West Side Story is a 2021 American musical romantic drama film directed and co-produced by Steven Spielberg from a screenplay by Tony Kushner. It is the second feature-length adaptation of the 1957 stage musical of the same name. It stars Ansel Elgort and Rachel Zegler in her film debut with Ariana DeBose, David Alvarez, Mike Faist, and Rita Moreno in supporting roles. Moreno, who starred in the 1961 film adaptation, also served as an executive producer, alongside Kushner. The film features music composed by Leonard Bernstein, with lyrics by Stephen Sondheim.

West Side Story had its world premiere at Jazz at Lincoln Center's Rose Theater in New York City on November 29, 2021, three days after the death of Sondheim. The movie was theatrically distributed by Walt Disney Studios Motion Pictures through the 20th Century Studios label in the United States on December 10, after being delayed a year due to the COVID-19 pandemic. The film received critical and audience acclaim alike, with praise for its acting and musical performances, Spielberg's direction, and the cinematography, with some critics deeming it superior to the 1961 film. It was named one of the top ten films of 2021 by the National Board of Review and the American Film Institute. 

At the 94th Academy Awards, the film has received seven nominations, including Best Picture. It became the second adaptation of the same source material for a previous Best Picture winner to be nominated for the same award after 1962's Mutiny on the Bounty. With his Best Picture nod, Spielberg became the most nominated individual in the category with eleven films. Spielberg's Best Director nomination also made him the first filmmaker to be nominated in that category in six consecutive decades.
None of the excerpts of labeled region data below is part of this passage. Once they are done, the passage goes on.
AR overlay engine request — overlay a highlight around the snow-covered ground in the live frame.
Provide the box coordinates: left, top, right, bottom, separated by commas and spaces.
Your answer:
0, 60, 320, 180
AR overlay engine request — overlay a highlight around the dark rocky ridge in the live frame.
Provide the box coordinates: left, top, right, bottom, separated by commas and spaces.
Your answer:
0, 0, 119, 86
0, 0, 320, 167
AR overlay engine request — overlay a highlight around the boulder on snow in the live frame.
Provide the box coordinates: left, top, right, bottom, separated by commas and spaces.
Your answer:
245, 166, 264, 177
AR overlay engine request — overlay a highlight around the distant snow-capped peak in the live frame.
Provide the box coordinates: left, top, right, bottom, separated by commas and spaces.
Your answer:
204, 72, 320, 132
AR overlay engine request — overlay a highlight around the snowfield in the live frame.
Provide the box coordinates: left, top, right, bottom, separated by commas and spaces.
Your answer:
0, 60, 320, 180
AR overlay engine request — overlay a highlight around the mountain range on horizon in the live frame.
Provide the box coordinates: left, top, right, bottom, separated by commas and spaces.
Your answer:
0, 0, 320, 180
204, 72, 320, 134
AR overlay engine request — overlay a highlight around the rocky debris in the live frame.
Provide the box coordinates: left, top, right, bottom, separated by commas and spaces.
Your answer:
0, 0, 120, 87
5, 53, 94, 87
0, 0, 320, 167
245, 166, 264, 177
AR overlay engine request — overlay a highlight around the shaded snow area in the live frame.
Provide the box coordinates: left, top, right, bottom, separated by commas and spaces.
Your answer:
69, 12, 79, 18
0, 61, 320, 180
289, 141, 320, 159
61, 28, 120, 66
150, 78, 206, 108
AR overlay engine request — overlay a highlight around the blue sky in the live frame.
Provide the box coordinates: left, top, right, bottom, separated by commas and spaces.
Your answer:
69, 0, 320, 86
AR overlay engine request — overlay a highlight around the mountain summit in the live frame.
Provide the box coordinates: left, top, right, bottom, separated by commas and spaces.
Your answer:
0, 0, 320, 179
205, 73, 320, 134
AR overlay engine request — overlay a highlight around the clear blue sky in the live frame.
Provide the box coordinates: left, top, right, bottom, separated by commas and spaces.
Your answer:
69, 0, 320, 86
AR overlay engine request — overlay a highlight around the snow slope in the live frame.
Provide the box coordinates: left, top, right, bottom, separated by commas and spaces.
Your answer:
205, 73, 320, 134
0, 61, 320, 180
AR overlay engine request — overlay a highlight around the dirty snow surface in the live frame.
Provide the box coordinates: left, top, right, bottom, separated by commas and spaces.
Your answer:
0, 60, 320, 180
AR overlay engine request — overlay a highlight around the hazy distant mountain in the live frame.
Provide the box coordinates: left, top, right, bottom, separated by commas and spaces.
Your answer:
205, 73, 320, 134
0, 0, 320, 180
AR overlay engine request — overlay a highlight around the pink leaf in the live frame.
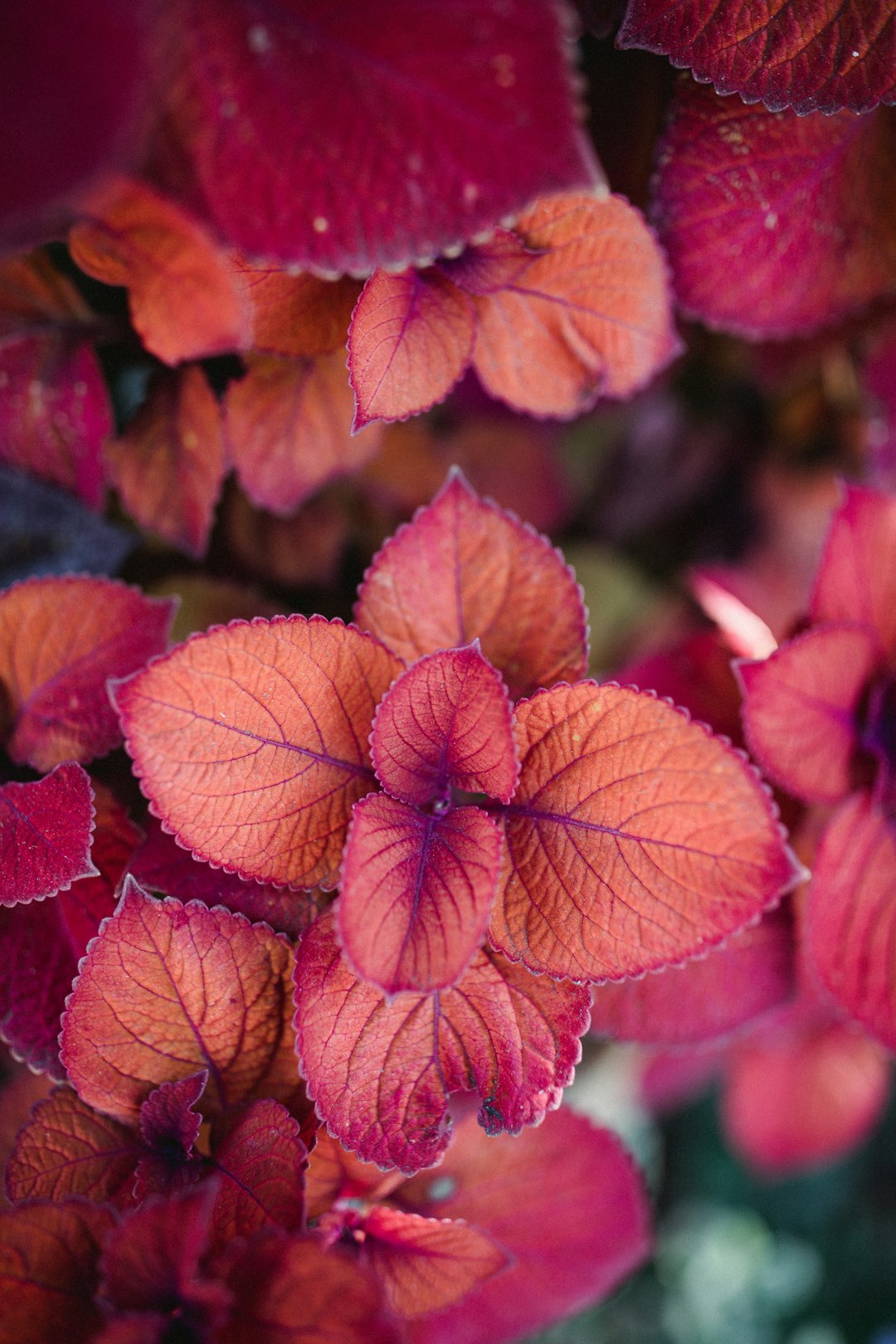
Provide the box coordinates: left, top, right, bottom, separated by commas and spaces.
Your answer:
655, 83, 896, 338
354, 473, 588, 699
337, 793, 501, 995
811, 485, 896, 661
0, 575, 173, 770
591, 911, 794, 1045
115, 616, 401, 887
807, 793, 896, 1049
616, 0, 896, 115
0, 765, 98, 906
401, 1109, 650, 1344
295, 914, 588, 1172
371, 644, 520, 808
363, 1205, 508, 1318
61, 878, 298, 1122
224, 349, 380, 518
105, 364, 227, 559
348, 267, 475, 429
738, 622, 880, 802
152, 0, 597, 274
492, 681, 799, 980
Paul Tazewell became the first African American male costume designer to be nominated for Best Costume Design for his work on the film.

At the 79th Golden Globe Awards, it received four nominations and three wins, including Best Motion Picture – Musical or Comedy. Zegler made history as the first actress of Colombian descent/Latina to win Best Actress – Motion Picture Comedy or Musical for her performance as Maria as well as becoming the youngest winner in that category at 20 years old. It also tied with Belfast for a leading eleven nominations at the 27th Critics' Choice Awards, including Best Picture, and won two awards, including Best Editing. In addition, it received five nominations at the 75th British Academy Film Awards, including Best Actor in a Supporting Role for Faist, and won two awards, including Best Casting.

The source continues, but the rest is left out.